何いってんのコイツ。と背を正したついでにうんざりとした目で見下ろした。
引き止められてるようなからかわれてるような突飛な質問に困惑したが至って真面目な顔で見上げてくる黒尾に眉間の皺が更に寄った。


「私、自分がしてること一応自覚してるつもりなので。山本に怖がられてることも、やらかした人片っ端から睨んじゃうのも知ってるし、治せる気しないんで。ならない方がマシですよ」
「そういや早流川に『音駒の応援席でずっとこっち睨んでる女子がいた』って苦情いわれたな」
「(クッ…バレてたか)…そ、そういうわけでマネージャー向いてないから結構です。

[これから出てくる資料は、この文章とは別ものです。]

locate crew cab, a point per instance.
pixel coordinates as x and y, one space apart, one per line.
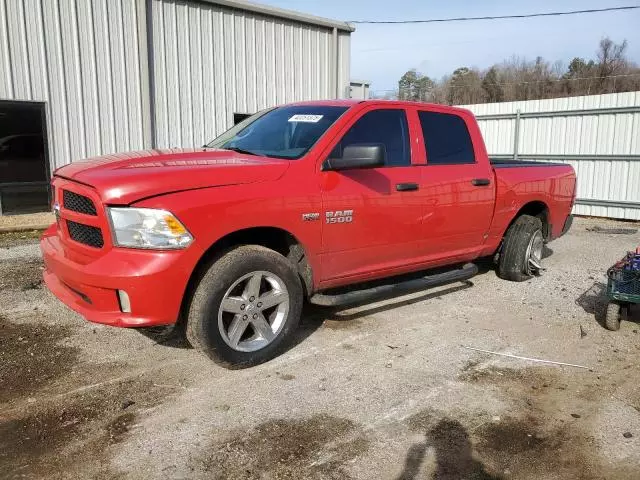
230 239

それに普通入れるなら新しい2年とか1年でしょ」

3年で入ったら最短半年で抜けることになる。偏った知識があるとはいえ仕事を覚えて終わりでは呆気なさすぎる。

「あと、応援席の方が試合の流れも孤爪もよく見えて落ち着くんですよ」
「そっか」

観戦歴が長いせいか見渡せるコートで応援する方に慣れてしまった。あと多分研磨との距離感もこのくらいが丁度いいと思っているのかもしれない。


研磨に対してやっぱビビってるとこあるのかなぁ。嫌われたくないって本能で思ってる節あるし。
研磨との関係が思ったよりも進展していないのでは…?と内心冷や汗を流したが保留にしておいた。深く考えるとへこみそうだ。

「あ…そうだ。もう大学でバレー部入ったとか外部のバレーチーム入ったとかいって孤爪振り回さないでくださいよ」

返してくれるっていうならそのくらいの嫌味はいってもいいだろう。
そう思って虚を突いてやったつもりだったが「あーそれはないから大丈夫」とあっさり返され、ドアを開けようとした手を止め振り返った。


「俺、進学しないから。あと多分チームに入れるほど時間できないと思う」
「え、」
「就職予定なので」
「……そ、ですか…」

意外な言葉だった。だって烏野と対戦出来ても勝てなかったのだ。確かに卒業はするけどやろうと思ったらできる訳で。高さも頭脳も俊敏さも全てにおいて欠けたものはないのに。


それを全部手放すというのだろうか。
もうおしまい、なのだろうか。


そう考えた瞬間、視界が歪み慌てて前を向いた。
ツンとした鼻に視界がどんどん歪んでいって早く家(ここ)を出なくてはと思った。